Le 19, je citais Henry pour m'encourager à faire le même pas dans le vide que lui, à devenir écrivain, à refuser poliment la galette pour se consacrer presque exclusivement à son art. Aujourd'hui, je vais le citer plus longuement, car il y a un passage de lui que j'aime sur la vanité du combat contre le monde.
« En montant dans le train du retour, je m'aperçois que je n'ai pris que trois lignes de notes. Je n'ai pas la moindre idée de ce que je dirai quand je m'installerai devant la machine à écrire. Mon esprit est un vide. Un vide gelé. Je regarde par la fenêtre et pas le moindre frémissement de pensée ne m'assaille. Le paysage lui-même est un vide gelé. Le monde entier est emprisonné dans la neige et la glace, muet, impuissant. Je n'ai jamais connu de journée si morne, maussade, macabre. »
Henry est donc flingué ce soir-là, comme nous connaissons bien cette désillusion ! Rien ne sort, malgré tous ses efforts pour se presser le citron, pas un toron de création. Il se couche et laisse derrière lui en s'endormant une journée stérile dans un monde complètement nu, de la nudité de la Nature quand l'homme est absent.
« Ce soir-là je me couchai passablement assagi et humble, car avant de me mettre au lit j'avais ouvert un volume de Thomas Mann (qui contenait la nouvelle « Tonio Kruger ») et l'irréprochable qualité de sa narration m'avait accablé. À ma surprise pourtant, je me réveillai le lendemain pétant le feu. Au lieu d'aller faire mon habituelle promenade matinale — « pour me fouetter le sang » — je m'assis devant la machine à écrire aussitôt après le petit déjeuner. À midi, j'avais fini mon article sur Coney Island. Il était venu sans effort. Pourquoi ? Parce qu'au lieu de le faire sortir de force, j'étais allé me coucher — après capitulation de l'égo, certes. C'était une leçon sur la vanité de la lutte. Fais de ton mieux et laisse la Providence faire le reste ! Piètre victoire peut-être, mais on ne peut plus illuminante.

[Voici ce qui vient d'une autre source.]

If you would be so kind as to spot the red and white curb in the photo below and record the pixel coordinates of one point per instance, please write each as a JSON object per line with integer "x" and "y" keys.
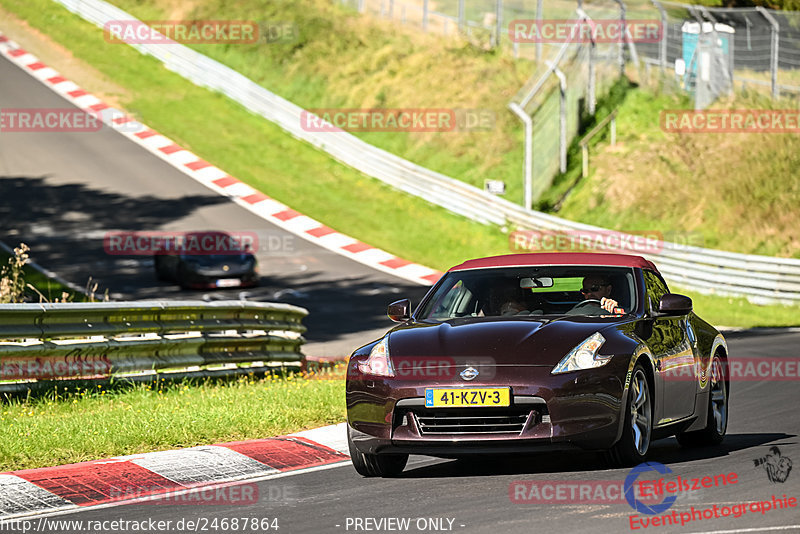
{"x": 215, "y": 178}
{"x": 168, "y": 474}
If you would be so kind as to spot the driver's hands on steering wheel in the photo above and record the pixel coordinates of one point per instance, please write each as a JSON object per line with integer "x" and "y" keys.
{"x": 608, "y": 304}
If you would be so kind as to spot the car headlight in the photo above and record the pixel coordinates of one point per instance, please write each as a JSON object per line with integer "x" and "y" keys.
{"x": 584, "y": 356}
{"x": 378, "y": 362}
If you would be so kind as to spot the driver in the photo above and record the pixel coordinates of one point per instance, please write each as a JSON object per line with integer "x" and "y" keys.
{"x": 598, "y": 287}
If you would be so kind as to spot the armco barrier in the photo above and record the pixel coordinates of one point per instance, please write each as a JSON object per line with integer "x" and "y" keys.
{"x": 91, "y": 340}
{"x": 760, "y": 278}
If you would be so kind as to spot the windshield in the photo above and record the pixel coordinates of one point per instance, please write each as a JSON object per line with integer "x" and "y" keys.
{"x": 531, "y": 291}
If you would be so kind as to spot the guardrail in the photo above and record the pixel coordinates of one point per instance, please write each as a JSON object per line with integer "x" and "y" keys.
{"x": 760, "y": 278}
{"x": 103, "y": 339}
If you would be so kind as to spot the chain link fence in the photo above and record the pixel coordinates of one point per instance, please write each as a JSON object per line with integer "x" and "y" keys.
{"x": 709, "y": 51}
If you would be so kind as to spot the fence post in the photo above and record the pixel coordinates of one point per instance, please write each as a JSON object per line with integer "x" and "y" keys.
{"x": 773, "y": 48}
{"x": 539, "y": 23}
{"x": 592, "y": 81}
{"x": 498, "y": 23}
{"x": 664, "y": 35}
{"x": 623, "y": 30}
{"x": 614, "y": 129}
{"x": 527, "y": 176}
{"x": 562, "y": 117}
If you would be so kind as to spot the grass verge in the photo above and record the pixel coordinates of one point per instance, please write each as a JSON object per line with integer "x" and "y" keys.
{"x": 62, "y": 427}
{"x": 264, "y": 156}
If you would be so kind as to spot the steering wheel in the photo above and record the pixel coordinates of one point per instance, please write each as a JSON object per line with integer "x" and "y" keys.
{"x": 587, "y": 301}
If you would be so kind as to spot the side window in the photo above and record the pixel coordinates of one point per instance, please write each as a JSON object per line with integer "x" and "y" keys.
{"x": 656, "y": 288}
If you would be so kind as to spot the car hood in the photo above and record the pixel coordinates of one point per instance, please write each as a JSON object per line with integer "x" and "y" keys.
{"x": 501, "y": 341}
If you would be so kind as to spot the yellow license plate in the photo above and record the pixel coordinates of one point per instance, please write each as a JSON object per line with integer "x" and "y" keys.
{"x": 464, "y": 397}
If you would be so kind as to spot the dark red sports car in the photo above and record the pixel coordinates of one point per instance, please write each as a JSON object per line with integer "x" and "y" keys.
{"x": 530, "y": 352}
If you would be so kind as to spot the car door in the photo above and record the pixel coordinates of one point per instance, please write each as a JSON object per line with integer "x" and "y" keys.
{"x": 674, "y": 355}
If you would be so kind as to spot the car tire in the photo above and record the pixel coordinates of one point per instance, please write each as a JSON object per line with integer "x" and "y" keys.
{"x": 717, "y": 418}
{"x": 375, "y": 465}
{"x": 632, "y": 447}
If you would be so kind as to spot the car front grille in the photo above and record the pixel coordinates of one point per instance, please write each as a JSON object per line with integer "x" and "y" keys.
{"x": 472, "y": 421}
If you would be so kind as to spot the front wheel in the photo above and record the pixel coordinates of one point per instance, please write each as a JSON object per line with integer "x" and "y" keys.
{"x": 375, "y": 465}
{"x": 632, "y": 447}
{"x": 717, "y": 418}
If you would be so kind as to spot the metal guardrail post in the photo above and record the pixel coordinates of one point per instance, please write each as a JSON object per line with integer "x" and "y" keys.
{"x": 662, "y": 52}
{"x": 773, "y": 49}
{"x": 527, "y": 175}
{"x": 83, "y": 340}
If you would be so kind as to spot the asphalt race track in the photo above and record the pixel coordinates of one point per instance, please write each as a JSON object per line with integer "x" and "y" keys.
{"x": 472, "y": 496}
{"x": 61, "y": 192}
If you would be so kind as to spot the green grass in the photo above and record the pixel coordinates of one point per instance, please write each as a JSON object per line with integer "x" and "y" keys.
{"x": 51, "y": 289}
{"x": 66, "y": 427}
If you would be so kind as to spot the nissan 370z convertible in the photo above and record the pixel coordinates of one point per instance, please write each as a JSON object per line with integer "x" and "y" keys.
{"x": 533, "y": 352}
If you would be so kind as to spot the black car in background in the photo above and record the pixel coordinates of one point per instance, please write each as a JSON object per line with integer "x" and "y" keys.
{"x": 208, "y": 267}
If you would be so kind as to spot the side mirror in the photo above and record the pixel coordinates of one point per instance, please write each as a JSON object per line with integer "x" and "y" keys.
{"x": 674, "y": 304}
{"x": 399, "y": 311}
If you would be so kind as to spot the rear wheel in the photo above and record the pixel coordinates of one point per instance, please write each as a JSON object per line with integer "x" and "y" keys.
{"x": 375, "y": 465}
{"x": 717, "y": 418}
{"x": 632, "y": 447}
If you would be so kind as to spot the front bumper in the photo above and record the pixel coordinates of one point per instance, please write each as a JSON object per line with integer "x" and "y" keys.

« L'article, bien sûr, ne fut jamais accepté. (Rien n'était jamais accepté.) Il fit le tour des rédactions. Il ne le fit d'ailleurs pas seul. Semaine après semaine, je les sortais, les lâchais comme des pigeons voyageurs, et semaine après semaine ils revenaient, toujours accopagnées de la formule de refus stéréotypé. » Vous la connaissez cette lettre ? J'envoie des colombes blanches, le meilleur de moi-même sur des feuilles volantes, et on nous retourne des oiseaux morts, les ailes tranchées. Mais ce n'est pas grave, du moment que j'ai donné ce que j'avais. Et puis je ne suis pas le seul, Henry aussi, avant moi, avant nous.
« À chaque courrier, j'attends une lettre d'acceptation, accompagnée d'un chèque. Je dois avoir entre vingt et trente manuscrits qui se promènent un peu partout : ils vont et viennent comme des pigeons voyageurs bien dressés. Trouver de l'argent pour les timbres commence d'être un problème. Tout devient un problème. » (Henry Miller, Plexus.)